Thailand’s central bank will introduce additional debt consolidation measures enabling retail debtors to combine debts from different lenders in mid-October to cope with the prolonged Covid-19 impact, it said Wednesday.
Debts from retail loans such as personal, credit card, and mortgage loans, including unsecured borrowing, from different financial institutions can be merged into one loan with low interest ceiling rates set by the central bank, said the bank’s senior director Suwannee Jatsadasak.
“The measures will help debtors, especially individuals and small and medium-sized enterprises, ease their burden,” she added. The existing consolidation measures only allow combining debts in the same institution.
The central bank will also require lenders to cancel prepayment fees for the debt consolidation process, along with more incentives to invite debtors to join the programme. Further details will be released soon.
“Debt consolidation will encourage market competition mechanisms and it will benefit borrowers in terms of interest rate reduction,” said Suwannee.
However, Apiphan Charoenanusorn, the President of Siam Commercial Bank (SCB) said the inter-bank debt consolidation, particularly the unsecured debt – which is not backed by any collateral – might lead to debtors seeking new loans from new lenders.
“As long as the debtors are disciplined, we believe debt consolidation will benefit them in the long run,” said Apiphan.
This debt-relief strategy, according to the central bank, is more helpful than lowering the rate ceiling of loans during a time of high credit risk, which would encourage debtors with bad credit to borrow informally.
So far, there are 5.12 million debtors participating in the central bank’s debt-relief measures, accounting for total outstanding loans of 3.35 trillion baht.
Policy rate unchanged
On Wednesday, the bank’s Monetary Policy Committee (MPC) voted to keep its policy rate at a record low of 0.5 per cent for an 11th straight meeting, as widely expected to preserve limited policy ammunition.

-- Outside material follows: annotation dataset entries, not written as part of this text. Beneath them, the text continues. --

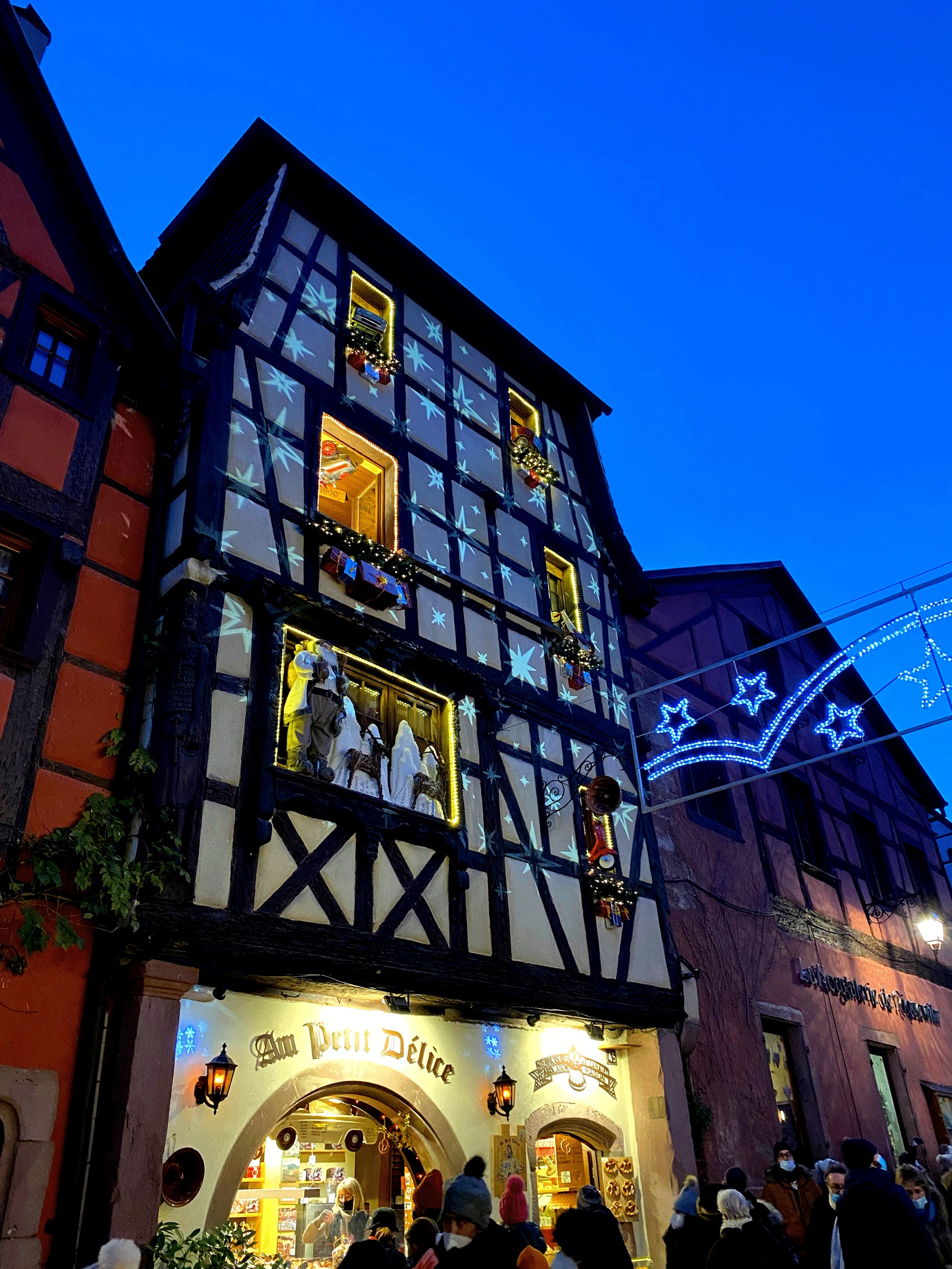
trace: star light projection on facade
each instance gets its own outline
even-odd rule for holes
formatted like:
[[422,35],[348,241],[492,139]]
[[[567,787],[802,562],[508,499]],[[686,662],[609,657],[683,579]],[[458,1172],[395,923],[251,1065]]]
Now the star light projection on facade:
[[753,718],[765,700],[776,700],[777,693],[767,687],[767,670],[762,670],[749,679],[745,674],[739,674],[734,681],[732,706],[743,706]]
[[[862,706],[850,706],[840,709],[831,700],[826,703],[826,717],[817,722],[814,731],[817,736],[825,736],[830,749],[836,753],[847,740],[864,740],[863,728],[859,726]],[[843,723],[843,726],[840,726]]]
[[[679,718],[679,722],[671,722],[671,718]],[[663,732],[671,737],[673,745],[680,744],[680,737],[688,730],[693,727],[697,718],[691,717],[691,711],[688,709],[688,698],[682,697],[677,704],[670,704],[668,700],[661,702],[661,721],[655,727],[655,731]]]
[[[773,760],[791,728],[796,726],[803,712],[817,699],[817,697],[823,697],[830,684],[833,684],[835,679],[844,673],[844,670],[856,665],[857,661],[867,656],[869,652],[876,651],[876,648],[892,643],[894,641],[911,634],[913,632],[916,634],[925,633],[928,627],[934,626],[937,622],[946,621],[947,618],[952,618],[952,598],[937,599],[915,612],[904,613],[900,617],[894,617],[889,622],[883,622],[882,626],[877,626],[875,629],[861,636],[858,640],[848,643],[847,647],[834,652],[829,660],[817,666],[817,669],[814,670],[809,678],[803,679],[803,681],[779,703],[773,717],[764,725],[760,736],[755,741],[741,740],[737,736],[725,736],[717,740],[688,739],[684,744],[682,744],[682,735],[697,720],[692,718],[688,713],[687,699],[679,700],[677,704],[661,702],[661,721],[658,727],[655,727],[655,732],[668,735],[671,740],[673,747],[664,754],[658,754],[655,758],[649,759],[649,761],[644,764],[642,770],[647,775],[649,780],[656,780],[668,772],[677,770],[680,766],[692,766],[697,763],[727,761],[739,763],[744,766],[753,766],[762,772],[770,770]],[[927,633],[925,637],[928,642],[928,655],[925,661],[911,670],[901,671],[896,675],[896,679],[906,683],[922,684],[923,704],[928,708],[941,697],[947,697],[949,690],[952,690],[946,689],[942,685],[942,674],[939,673],[941,662],[949,661],[952,659],[942,652],[930,634]],[[919,646],[922,647],[922,645]],[[933,681],[933,676],[938,679],[938,689],[935,681]],[[660,684],[659,687],[664,687],[664,684]],[[758,690],[754,692],[754,688]],[[744,708],[749,711],[750,717],[754,717],[759,706],[763,704],[763,699],[758,698],[762,695],[762,692],[769,690],[770,689],[767,687],[764,675],[758,674],[753,678],[739,675],[737,690],[735,692],[731,703],[744,706]],[[839,751],[847,740],[866,739],[866,733],[859,726],[862,706],[849,706],[847,709],[840,709],[829,702],[824,703],[826,704],[828,711],[826,718],[812,730],[817,735],[826,737],[833,753]],[[751,706],[755,706],[755,708],[751,709]]]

The MPC also maintained its economic growth forecast at 0.7 per cent this year but raised the estimate for 2022 from 3.7 to 3.9 per cent made in August, backed by an improved pandemic situation.
However, “The forecasts are still subject to high uncertainty,” assistant-governor Titanun Mallikamas told a briefing.
The Finance Ministry earlier increased the public debt ceiling ratio to gross domestic product from 60 to 70 per cent to allow more fiscal flexibility to tackle the economic downturn.